En el frente del no, las contradicciones entre sus partidarios no son menores. En un extremo, las matrices ideológicas de la oposición de extrema derecha nacionalista al tratado por el que quiere establecer la Constitución europea son evidentes. Y ello, por sí solo, es preocupante para los que apuntan al no desde posiciones radicalmente distintas, favoreciendo esa visión simplificadora y demagógica de los extremos se tocan. Está claro que en este caso los extremos no se tocan para nada excepto en un punto llamado papeleta del no.
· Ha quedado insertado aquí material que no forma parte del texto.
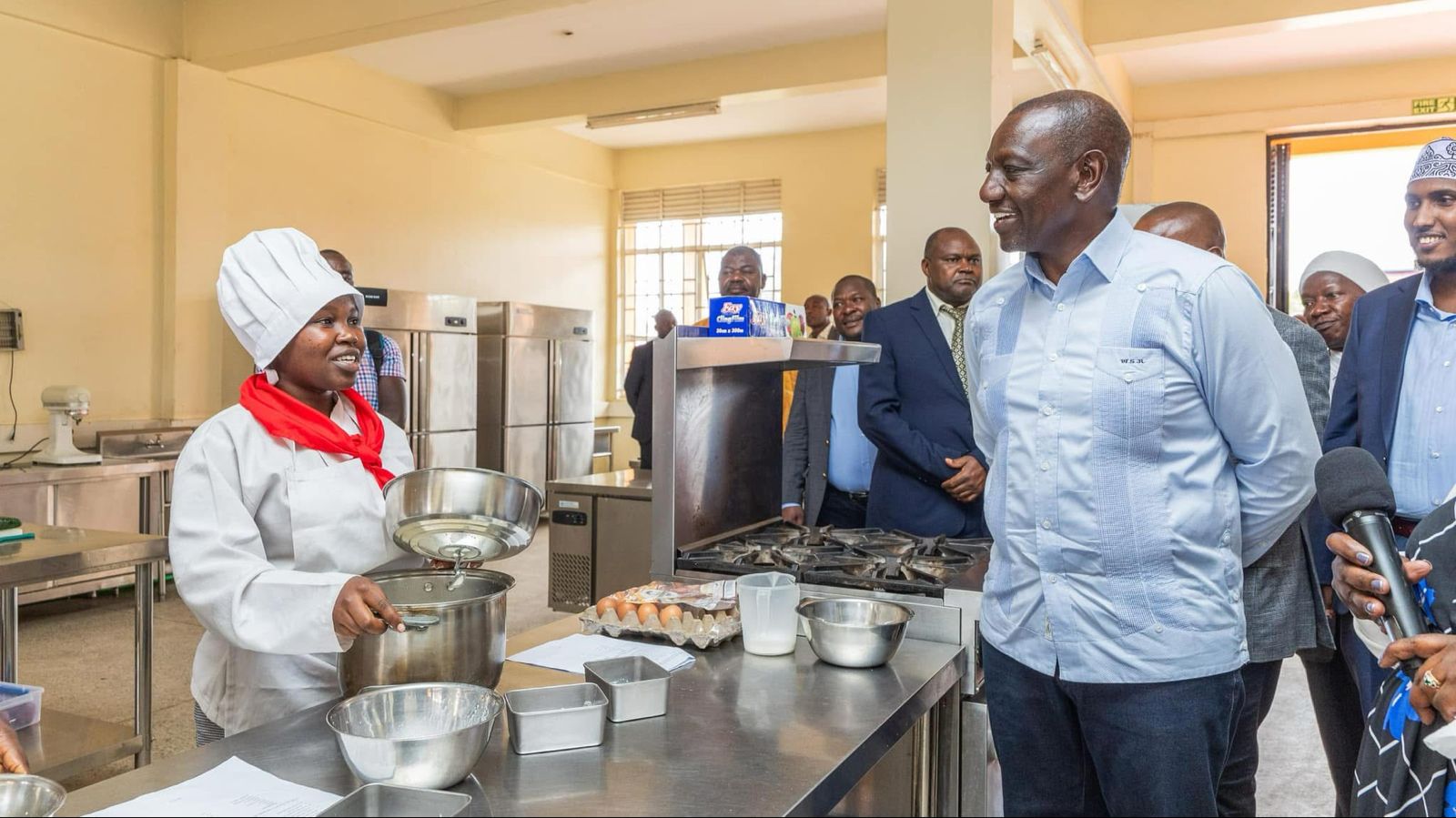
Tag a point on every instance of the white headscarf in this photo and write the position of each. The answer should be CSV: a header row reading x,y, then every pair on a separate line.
x,y
273,281
1438,160
1354,267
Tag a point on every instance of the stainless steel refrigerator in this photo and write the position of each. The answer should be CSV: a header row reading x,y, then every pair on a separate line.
x,y
535,402
436,334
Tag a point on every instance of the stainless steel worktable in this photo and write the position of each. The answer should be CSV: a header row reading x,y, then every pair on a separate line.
x,y
743,735
63,744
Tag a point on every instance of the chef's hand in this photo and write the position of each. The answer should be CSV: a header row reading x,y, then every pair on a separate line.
x,y
1358,584
968,480
12,759
354,611
1439,652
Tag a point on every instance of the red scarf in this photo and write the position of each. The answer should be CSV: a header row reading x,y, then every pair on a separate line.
x,y
286,417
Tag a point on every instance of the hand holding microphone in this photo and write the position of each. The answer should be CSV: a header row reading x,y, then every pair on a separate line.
x,y
1356,495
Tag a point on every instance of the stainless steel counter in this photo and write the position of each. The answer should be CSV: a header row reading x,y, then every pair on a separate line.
x,y
744,735
28,472
63,745
628,482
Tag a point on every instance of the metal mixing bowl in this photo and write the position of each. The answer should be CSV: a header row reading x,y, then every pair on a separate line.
x,y
415,735
855,633
29,795
468,514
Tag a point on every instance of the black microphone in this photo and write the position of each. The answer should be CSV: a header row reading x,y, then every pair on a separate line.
x,y
1356,495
Los alterglobalizadores son los que más aprietan en toda Europa por desmarcarse de lo que entienden que entroniza y sanciona para mucho tiempo la opción neoliberal, desreguladora, instrumentalizadora de la inmigración y esencialmente servil a los requerimientos económicos de la globalización que ha ido imponiéndose en Europa, rodeada del halo de que "es la única posible", y que ante la cual sólo cabe la política de paños calientes. Se quieren situar en otra construcción del mundo, en otra construcción europea, y luchan por tanto contra el imposibilismo económico alternativo. En ese frente están también los partidarios de una Europa más diversa, menos estatalista, capaz de situarse en una nueva era de pos-soberanía, en la que el respeto a la diversidad de los pueblos sea posible sin riesgos de balcanización.
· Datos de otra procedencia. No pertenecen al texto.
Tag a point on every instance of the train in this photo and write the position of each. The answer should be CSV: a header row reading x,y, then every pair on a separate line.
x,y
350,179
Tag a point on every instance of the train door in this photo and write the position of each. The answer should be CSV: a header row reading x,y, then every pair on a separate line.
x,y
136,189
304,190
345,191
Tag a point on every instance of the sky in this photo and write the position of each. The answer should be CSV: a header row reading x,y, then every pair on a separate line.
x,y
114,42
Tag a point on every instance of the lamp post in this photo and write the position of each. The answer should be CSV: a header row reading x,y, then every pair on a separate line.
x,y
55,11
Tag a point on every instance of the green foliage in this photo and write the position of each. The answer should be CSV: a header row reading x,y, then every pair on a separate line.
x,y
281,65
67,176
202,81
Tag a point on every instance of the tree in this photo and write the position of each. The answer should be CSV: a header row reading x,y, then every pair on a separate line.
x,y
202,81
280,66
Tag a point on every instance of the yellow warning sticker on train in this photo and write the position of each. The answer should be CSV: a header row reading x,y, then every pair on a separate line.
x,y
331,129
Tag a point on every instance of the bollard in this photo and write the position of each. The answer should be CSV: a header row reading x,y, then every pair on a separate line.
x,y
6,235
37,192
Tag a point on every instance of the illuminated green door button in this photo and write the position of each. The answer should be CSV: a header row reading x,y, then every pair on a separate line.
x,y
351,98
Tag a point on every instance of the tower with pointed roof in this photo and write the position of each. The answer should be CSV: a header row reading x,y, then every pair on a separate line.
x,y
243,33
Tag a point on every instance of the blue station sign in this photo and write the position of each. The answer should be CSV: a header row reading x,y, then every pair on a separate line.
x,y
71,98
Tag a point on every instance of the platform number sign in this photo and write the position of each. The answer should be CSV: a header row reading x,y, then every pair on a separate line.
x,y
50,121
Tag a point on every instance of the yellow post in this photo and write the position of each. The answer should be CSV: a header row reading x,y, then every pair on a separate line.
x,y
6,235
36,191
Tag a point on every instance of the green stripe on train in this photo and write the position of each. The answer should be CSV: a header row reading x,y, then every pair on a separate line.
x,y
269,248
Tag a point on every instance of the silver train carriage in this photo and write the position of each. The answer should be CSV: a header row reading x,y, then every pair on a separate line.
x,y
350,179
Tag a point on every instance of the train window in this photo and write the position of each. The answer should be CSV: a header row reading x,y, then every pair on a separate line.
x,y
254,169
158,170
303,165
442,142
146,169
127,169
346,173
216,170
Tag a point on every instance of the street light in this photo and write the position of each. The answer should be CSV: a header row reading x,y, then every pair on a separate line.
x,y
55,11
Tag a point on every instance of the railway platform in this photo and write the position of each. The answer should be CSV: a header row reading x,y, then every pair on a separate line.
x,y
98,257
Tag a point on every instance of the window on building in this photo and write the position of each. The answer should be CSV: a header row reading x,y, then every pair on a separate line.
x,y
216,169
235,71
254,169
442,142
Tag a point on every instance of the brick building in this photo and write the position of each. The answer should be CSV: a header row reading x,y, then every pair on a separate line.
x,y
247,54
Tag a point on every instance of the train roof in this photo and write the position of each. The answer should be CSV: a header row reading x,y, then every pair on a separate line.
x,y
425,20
Pero también es lícito y posible defender el votar en blanco, por ejemplo, como forma de cumplir con los deberes cívicos, como forma de plasmar el acuerdo con la construcción europea, pero no con la manera como se plantean los dilemas, o como forma de reflejar la propia incertidumbre y falta de clarificación sobre los temas de fondo que la Constitución rehúye o mantiene en notables abstracciones u opacidades. Y creo que puede asimismo defenderse como opción política la abstención. Abstenerse el día 20 de febrero no tiene por qué indicar hastío, indiferencia, desconocimiento, pasotismo o despolitización (razones todas ellas dignas de ser afrontadas por un Gobierno que quiera mejorar la calidad y activación de nuestra democracia). La abstención puede también derivarse de una posición política antisistema, de un rechazo al fondo y a la forma. La lástima de todo ese despliegue de posibilidades es que a la hora del recuento sólo tendremos (en el mejor de los casos) noticia de quién ha votado sí, quién ha votado no, quién ha votado nulo o en blanco y quién no ha ido a votar. Pero, al no existir en el voto el apartado comentarios, cada uno tratará de capitalizar para sí el resultado final. Pero, al menos, en esta fase del proceso no deslegitimemos ni descalifiquemos opción alguna.